April has been a dry month here in south Lincolnshire with just 4mm of rain falling, topped off with multiple frosty mornings.
As much as I could complain about this, I shan’t as the dry spell has allowed us to really crack on with the spring planting campaign; although some of the earlier plantings have still been knocked by the frosts despite being under fleece.
Fingers crossed potatoes will be wrapped up by the end of this week, leaving us to focus on the flower drilling and the start of our first outdoor flower harvest of the year. There is never much time sat still before we are on to the next challenge.
This year we have trialled a bed tiller for Grimme which has gone very well and proved to be a reliable bit of kit.
Over the past year I have worked with Grimme UK to have a flower harvester built which I am extremely excited about and hope to have out in the fields very soon.
Fingers crossed it all goes to plan as it will allow us to be more efficient and rely less on casual labour which, in the current climate, is a very unpredictable resource.
On our first outdoor crop of the year (Sweet Williams) we have previously relied on up to 150 casual staff to crop and bunch in the field. If all goes well, I hope to reduce this number significantly to about 10 people in the field and move bunching to our packhouse.
Sugar beet has been drilled and looks to have gone in well. I am glad it has not emerged yet as the six nights of frost we have faced since could have really damaged the plants.
Wheats have had their second nitrogen application and most of the fields look well.
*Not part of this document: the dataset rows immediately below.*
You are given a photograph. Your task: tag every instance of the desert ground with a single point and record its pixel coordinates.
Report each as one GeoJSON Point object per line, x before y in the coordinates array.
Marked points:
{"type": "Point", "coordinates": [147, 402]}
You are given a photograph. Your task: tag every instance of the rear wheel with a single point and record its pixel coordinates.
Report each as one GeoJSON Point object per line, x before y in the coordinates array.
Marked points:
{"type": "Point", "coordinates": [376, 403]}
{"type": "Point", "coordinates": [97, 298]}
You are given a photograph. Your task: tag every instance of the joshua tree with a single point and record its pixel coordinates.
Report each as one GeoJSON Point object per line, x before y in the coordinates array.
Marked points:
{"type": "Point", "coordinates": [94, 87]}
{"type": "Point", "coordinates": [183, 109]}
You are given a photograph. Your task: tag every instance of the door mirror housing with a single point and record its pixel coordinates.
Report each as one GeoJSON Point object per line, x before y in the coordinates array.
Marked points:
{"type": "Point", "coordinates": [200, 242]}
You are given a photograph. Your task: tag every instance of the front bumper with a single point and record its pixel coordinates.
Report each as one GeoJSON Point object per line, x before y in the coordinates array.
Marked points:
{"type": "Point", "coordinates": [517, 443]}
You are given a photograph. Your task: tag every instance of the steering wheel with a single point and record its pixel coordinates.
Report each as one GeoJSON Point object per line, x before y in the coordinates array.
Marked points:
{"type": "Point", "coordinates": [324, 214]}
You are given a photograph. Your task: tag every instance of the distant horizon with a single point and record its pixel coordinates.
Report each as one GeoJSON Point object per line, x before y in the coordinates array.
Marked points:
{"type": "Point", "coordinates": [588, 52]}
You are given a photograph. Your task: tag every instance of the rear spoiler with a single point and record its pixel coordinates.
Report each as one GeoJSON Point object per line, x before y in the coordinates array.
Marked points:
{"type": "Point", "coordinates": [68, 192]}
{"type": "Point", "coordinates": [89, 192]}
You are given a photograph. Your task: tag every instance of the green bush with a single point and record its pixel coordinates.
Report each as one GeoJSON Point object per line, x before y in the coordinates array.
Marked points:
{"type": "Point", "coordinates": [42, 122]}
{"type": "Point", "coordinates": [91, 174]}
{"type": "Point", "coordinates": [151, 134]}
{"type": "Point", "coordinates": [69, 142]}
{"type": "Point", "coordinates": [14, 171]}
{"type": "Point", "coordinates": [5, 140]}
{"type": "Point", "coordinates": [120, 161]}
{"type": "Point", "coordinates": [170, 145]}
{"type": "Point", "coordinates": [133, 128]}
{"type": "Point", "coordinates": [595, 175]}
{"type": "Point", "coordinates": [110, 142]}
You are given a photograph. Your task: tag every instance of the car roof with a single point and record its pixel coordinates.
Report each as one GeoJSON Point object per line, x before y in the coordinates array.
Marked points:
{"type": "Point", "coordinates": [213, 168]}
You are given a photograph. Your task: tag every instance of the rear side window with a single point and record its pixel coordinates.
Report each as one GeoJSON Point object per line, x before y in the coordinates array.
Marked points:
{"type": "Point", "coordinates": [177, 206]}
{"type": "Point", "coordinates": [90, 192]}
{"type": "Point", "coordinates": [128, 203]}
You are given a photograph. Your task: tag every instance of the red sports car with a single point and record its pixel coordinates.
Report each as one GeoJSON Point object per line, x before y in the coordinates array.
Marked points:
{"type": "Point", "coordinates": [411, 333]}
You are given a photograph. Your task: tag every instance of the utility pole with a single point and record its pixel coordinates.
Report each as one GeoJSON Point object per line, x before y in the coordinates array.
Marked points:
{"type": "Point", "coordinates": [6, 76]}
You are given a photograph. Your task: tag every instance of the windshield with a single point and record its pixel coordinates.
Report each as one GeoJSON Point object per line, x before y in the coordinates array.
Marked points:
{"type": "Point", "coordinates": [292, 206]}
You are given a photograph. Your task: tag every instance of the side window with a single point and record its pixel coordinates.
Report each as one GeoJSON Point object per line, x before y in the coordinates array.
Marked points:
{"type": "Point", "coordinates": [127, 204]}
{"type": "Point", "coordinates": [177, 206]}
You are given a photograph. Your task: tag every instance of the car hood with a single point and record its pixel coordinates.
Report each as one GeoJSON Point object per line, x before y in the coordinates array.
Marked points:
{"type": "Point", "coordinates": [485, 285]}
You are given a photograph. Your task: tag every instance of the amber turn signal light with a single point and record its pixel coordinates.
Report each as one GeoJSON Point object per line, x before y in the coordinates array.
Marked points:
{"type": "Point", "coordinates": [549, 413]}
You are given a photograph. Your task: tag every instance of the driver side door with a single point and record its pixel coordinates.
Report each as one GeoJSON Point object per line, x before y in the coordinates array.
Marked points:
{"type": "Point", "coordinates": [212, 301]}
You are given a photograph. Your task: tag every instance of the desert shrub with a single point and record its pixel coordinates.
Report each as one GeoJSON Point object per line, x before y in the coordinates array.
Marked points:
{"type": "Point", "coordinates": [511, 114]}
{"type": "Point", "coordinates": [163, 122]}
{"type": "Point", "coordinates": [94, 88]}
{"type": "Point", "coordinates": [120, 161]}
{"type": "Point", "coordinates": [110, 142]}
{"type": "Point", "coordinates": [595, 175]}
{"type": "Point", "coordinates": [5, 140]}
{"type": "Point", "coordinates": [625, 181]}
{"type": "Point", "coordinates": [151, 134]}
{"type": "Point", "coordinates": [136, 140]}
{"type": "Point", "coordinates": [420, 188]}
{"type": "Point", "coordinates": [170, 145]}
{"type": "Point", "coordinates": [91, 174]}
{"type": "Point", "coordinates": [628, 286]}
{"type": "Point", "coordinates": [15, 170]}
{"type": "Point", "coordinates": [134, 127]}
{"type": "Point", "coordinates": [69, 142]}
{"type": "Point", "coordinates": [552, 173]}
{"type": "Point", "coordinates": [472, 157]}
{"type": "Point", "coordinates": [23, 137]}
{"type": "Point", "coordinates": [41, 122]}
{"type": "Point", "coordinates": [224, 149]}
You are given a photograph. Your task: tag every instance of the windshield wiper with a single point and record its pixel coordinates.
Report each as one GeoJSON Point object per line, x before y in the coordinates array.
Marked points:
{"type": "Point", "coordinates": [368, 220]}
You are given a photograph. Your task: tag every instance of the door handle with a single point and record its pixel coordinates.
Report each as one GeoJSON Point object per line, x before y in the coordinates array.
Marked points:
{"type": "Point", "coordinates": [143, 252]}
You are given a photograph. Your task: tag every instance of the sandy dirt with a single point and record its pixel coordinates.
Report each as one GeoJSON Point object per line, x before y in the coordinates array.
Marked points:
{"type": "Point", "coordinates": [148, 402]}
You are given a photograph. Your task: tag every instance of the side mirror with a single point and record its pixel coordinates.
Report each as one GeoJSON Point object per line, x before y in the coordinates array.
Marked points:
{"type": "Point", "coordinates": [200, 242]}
The sprayer’s wheels are being kept turning applying T1s in between sealing potato and flower crops.
Hannah and I did manage to escape the farm to visit a local pub with friends and make the most of the lovely beer garden on a sunny Sunday afternoon recently.
I really do look forward to pubs and restaurants opening again to both support local businesses and also to take a much needed break.
With the May Bank Holiday approaching we plan to close the farm for all three days to allow everyone to let their hair down before silly season arrives.